Dès les années 20, le capitalisme américain avait commencé à regarder vers l’extérieur, vers des matières premières et des marchés d’outre-mer. Les fondations ont commencé à formuler l’idée d’une gouvernance de corporations mondiale. En 1924, les fondations Rockefeller et Carnegie ont conjointement créé ce qui est aujourd’hui le groupe d’influence sur la politique étrangère le plus puissant du monde — le Council on Foreign Relations (CRF), qui, plus tard, fut également financé par laFord Foundation.
Dès 1947, la CIA nouvellement créée était soutenue par le CFR, avec lequel elle travaillait étroitement. Au fil du temps, 22 secrétaires d’Etat américains ont été membre du CFR. Le comité de pilotage de 1943, à l’origine de l’ONU, comptait cinq membres du CFR, et une subvention de 8,5 millions de dollars de la part de J.D. Rockefeller a acheté le terrain sur lequel se trouve le siège de l’ONU à New-York.
Tous les présidents de la Banque Mondiale, depuis 1946, au nombre de onze — des hommes qui se sont présentés en tant que missionnaires au service des pauvres — ont été membres du CFR. (A l’exception de Georges Woods, administrateur de la Rockefeller Foundation et vice-président de la Chase-Manhattan Bank).
A Bretton Woods, la Banque Mondiale et le FMI ont décidé que le dollar américain serait la devise de réserve du monde, et qu’afin d’améliorer la propagation du capital mondial, il serait nécessaire d’universaliser et de standardiser les pratiques commerciales à l’aide d’un marché public. C’est à cette fin qu’ils ont dépensé une importante somme d’argent visant à promouvoir la bonne gouvernance (dont ils tiennent les ficelles), le concept de l’état de droit (à condition qu’ils aient leur mot à dire dans l’élaboration des lois) et des centaines de programmes anticorruption (pour rationaliser le système qu’ils ont mis en place).
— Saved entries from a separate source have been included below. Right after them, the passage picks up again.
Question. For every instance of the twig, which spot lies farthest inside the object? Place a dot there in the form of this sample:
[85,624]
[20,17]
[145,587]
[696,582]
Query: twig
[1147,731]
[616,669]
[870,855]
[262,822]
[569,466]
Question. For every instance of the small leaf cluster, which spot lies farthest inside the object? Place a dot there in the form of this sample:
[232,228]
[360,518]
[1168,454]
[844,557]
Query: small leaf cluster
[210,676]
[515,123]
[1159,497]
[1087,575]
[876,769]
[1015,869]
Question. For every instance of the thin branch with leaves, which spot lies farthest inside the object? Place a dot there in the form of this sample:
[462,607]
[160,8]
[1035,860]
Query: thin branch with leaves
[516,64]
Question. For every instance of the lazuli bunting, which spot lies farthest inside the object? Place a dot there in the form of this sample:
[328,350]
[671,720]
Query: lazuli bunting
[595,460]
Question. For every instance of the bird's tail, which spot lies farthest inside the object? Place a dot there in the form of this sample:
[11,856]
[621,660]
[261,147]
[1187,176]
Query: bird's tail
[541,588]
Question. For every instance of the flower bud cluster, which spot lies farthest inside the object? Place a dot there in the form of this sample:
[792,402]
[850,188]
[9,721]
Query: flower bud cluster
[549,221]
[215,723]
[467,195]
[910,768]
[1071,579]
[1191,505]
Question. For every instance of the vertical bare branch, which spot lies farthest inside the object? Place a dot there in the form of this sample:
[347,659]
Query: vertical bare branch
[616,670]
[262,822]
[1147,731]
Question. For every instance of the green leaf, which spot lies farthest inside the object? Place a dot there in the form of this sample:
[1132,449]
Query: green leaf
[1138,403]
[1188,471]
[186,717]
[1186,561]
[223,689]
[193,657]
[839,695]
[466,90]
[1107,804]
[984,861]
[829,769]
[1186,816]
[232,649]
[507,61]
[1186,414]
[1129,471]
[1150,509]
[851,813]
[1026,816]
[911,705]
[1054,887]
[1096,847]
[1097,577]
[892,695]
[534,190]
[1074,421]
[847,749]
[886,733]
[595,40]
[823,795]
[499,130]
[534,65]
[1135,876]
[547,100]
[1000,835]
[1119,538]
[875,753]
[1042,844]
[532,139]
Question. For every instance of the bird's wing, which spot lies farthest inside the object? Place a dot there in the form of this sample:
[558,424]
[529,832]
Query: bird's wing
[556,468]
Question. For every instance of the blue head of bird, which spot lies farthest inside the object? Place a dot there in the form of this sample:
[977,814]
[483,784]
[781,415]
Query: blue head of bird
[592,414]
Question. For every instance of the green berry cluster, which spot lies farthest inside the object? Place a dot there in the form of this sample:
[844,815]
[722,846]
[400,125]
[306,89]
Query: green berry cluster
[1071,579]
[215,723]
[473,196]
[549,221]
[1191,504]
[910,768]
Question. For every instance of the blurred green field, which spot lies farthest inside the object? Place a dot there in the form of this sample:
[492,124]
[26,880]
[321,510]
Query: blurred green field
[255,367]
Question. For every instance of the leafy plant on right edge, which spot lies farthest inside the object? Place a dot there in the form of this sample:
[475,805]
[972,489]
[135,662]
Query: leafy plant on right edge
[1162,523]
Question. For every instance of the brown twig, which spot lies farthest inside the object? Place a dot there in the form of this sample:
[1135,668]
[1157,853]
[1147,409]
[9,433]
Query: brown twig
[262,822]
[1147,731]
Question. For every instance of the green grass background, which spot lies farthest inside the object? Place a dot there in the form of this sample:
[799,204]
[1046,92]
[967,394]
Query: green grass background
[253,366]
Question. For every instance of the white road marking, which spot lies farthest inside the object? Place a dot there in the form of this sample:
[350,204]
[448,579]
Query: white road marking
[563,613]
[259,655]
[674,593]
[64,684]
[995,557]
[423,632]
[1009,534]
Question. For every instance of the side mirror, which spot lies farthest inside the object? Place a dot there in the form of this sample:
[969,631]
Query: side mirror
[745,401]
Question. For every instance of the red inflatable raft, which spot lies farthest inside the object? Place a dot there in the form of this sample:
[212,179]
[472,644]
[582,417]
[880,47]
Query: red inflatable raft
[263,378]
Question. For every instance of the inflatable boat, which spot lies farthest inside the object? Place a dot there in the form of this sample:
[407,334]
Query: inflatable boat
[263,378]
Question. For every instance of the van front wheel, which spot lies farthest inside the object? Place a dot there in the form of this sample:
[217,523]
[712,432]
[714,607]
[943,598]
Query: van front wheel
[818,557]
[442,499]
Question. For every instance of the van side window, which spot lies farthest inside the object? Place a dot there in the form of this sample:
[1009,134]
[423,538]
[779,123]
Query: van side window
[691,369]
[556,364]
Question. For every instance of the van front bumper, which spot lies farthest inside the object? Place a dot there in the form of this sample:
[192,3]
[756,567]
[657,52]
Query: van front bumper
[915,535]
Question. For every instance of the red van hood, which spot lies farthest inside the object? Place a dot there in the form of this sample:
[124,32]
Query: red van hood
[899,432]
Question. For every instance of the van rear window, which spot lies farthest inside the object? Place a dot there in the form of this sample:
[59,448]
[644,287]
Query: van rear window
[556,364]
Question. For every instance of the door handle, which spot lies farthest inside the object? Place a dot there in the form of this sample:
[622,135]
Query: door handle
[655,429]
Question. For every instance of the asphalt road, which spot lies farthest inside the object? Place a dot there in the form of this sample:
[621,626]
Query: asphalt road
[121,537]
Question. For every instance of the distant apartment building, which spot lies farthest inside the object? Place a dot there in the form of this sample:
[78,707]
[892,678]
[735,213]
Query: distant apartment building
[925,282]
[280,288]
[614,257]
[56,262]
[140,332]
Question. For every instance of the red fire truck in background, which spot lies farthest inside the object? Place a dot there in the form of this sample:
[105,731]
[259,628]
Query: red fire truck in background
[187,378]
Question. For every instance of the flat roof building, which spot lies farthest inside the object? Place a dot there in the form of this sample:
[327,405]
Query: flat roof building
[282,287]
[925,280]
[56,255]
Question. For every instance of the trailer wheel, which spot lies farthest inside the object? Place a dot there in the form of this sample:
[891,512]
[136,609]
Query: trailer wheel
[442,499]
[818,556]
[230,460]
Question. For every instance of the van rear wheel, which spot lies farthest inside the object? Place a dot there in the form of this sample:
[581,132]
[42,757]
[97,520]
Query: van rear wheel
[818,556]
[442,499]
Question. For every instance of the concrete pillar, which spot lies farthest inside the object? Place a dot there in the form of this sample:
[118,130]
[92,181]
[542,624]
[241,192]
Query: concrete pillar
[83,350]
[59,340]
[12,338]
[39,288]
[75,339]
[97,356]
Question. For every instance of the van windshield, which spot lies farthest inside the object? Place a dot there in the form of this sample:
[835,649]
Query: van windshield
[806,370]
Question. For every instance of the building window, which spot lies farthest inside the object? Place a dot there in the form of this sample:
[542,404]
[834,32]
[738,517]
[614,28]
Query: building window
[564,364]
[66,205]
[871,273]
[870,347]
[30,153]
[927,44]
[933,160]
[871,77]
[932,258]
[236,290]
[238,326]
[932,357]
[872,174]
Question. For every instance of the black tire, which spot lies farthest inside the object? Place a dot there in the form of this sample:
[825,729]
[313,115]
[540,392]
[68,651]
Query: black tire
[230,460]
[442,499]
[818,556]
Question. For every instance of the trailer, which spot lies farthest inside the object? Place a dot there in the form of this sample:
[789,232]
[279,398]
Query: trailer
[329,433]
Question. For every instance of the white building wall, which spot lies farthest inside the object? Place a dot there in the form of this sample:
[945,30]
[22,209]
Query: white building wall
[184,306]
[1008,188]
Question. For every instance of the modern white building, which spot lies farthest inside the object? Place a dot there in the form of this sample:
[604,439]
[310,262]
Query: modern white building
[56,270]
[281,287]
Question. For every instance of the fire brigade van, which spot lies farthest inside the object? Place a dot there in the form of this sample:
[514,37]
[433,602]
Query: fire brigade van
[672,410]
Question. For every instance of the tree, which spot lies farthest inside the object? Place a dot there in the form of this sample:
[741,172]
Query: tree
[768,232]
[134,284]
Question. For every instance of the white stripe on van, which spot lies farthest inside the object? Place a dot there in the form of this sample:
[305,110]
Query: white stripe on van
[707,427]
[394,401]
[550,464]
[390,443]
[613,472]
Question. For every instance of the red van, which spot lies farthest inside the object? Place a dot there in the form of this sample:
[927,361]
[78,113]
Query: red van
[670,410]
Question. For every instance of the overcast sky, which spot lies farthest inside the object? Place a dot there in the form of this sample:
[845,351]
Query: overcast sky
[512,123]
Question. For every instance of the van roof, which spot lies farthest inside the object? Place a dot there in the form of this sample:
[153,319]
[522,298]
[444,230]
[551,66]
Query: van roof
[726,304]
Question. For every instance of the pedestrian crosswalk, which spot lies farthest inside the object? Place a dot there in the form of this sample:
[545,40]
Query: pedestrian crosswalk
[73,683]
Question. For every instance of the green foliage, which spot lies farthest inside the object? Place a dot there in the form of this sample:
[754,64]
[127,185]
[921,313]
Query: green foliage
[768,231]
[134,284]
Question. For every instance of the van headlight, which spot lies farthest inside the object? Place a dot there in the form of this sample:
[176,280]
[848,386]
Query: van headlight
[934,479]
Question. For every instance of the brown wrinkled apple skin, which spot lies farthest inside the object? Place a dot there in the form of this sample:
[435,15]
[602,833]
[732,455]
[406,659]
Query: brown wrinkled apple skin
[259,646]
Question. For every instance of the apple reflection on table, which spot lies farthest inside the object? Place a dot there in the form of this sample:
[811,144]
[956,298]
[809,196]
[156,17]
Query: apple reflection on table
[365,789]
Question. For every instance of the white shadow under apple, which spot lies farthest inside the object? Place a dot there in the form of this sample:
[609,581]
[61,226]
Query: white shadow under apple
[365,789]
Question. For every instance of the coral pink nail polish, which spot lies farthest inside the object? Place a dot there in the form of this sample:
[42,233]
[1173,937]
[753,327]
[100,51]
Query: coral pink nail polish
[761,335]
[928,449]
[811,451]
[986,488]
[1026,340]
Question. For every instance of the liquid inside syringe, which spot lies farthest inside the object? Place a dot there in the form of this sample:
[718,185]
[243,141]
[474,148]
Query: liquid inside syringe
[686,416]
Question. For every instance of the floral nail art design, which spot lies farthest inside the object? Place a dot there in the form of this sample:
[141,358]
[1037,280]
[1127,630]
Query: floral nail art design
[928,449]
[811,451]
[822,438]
Deux des organisations les plus opaques et irresponsables du monde exigent transparence et responsabilité de la part des gouvernements des pays les plus pauvres.
Étant donné que la Banque Mondiale a plus ou moins dirigé les politiques économiques du tiers-monde, contraignant et ouvrant les marchés des pays les uns après les autres, au bénéfice de la finance mondiale, on pourrait dire que la philanthropie corporatiste s’est avérée être l’idée la plus juteuse de tous les temps.
Les fondations subventionnées par les corporations gèrent, échangent et canalisent leur pouvoir en plaçant leurs pièces sur l’échiquier grâce à un système de clubs d’élites et de think-tanks dont les membres qui se recoupent entrent et sortent par des portes-tambours. Contrairement à ce que prétendent les diverses théories du complot qui circulent, tout particulièrement parmi les groupes de gauche, il n’y a rien de secret, de démoniaque ou de franc-maçon dans cet arrangement. Ce n’est pas très différent de la façon dont les corporations utilisent des sociétés fictives et des comptes offshores pour transférer et gérer leur argent — sauf que la devise est le pouvoir, pas l’argent.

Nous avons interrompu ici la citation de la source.